I wanted to create a style within the book in order to make it look cohesive and represent the brand of the app. Therefore, I made use of the thin lines and dots in multiple areas of the book such as:
Because of the binding, I wanted to ensure that I created a wide margin on the inside pages to ensure that no content was lost. Therefore, I decided to increase the width of my page by 14mm to allow more space for content. I wanted the book to be quite small so it is easy to handle and comfortable to read and flick through so used the dimensions for an A5 book and increased the width.
I decided to use a nine column grid because it was an odd number and a multiple of three so would allow flexibility for creating different column widths and layouts. I also worked out a grid for the rows by using my baseline grid and setting the gutter to the same as my baseline grid to ensure that the text and image would line up.

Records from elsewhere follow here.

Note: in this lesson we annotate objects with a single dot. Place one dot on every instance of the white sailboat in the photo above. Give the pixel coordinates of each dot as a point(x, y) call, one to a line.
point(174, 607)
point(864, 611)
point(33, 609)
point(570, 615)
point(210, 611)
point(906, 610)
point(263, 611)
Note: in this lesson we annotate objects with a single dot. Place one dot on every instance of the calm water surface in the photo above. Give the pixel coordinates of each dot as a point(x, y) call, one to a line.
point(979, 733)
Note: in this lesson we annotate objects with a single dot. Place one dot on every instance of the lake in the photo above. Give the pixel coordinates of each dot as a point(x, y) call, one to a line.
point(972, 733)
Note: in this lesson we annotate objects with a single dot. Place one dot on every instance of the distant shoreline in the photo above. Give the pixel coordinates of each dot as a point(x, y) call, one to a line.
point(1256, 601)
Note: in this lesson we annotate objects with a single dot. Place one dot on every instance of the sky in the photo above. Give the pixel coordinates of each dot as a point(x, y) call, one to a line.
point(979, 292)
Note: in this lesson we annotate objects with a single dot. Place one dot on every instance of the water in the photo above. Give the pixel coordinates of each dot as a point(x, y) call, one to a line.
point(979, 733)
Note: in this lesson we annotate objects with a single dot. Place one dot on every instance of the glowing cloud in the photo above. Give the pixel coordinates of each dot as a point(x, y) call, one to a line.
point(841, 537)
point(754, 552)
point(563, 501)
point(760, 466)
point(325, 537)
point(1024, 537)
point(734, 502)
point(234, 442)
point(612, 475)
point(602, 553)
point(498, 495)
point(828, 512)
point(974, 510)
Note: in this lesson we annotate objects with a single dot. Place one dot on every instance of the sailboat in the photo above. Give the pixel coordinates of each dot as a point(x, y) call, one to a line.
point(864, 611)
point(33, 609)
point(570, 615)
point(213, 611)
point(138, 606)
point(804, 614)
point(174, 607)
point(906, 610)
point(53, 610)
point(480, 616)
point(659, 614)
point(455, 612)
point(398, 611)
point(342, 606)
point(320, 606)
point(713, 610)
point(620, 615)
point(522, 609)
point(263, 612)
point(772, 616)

When choosing a type, I had a few requirements that I wanted it to fit. These requirements were for it to be a sans serif font as this type style is said to be able to be read more easily at different sizes and for a liberal approach to design. I also wanted to ensure that within the font family, it had more than 3 options for weight so that it could be used for body, headings, titles and captions and allow these to be easily distinguished.
I chose to use Effra for my type, which takes its inspiration from one of the earliest commercial sans serif font designs but is an updated interpretation for contemporary use. It was conceptualised by Jonas Schude. By drawing on an its font design history as a early sans serif font, Effra has a distinct personality that embraces its heritage while also being very suitable in the digital age.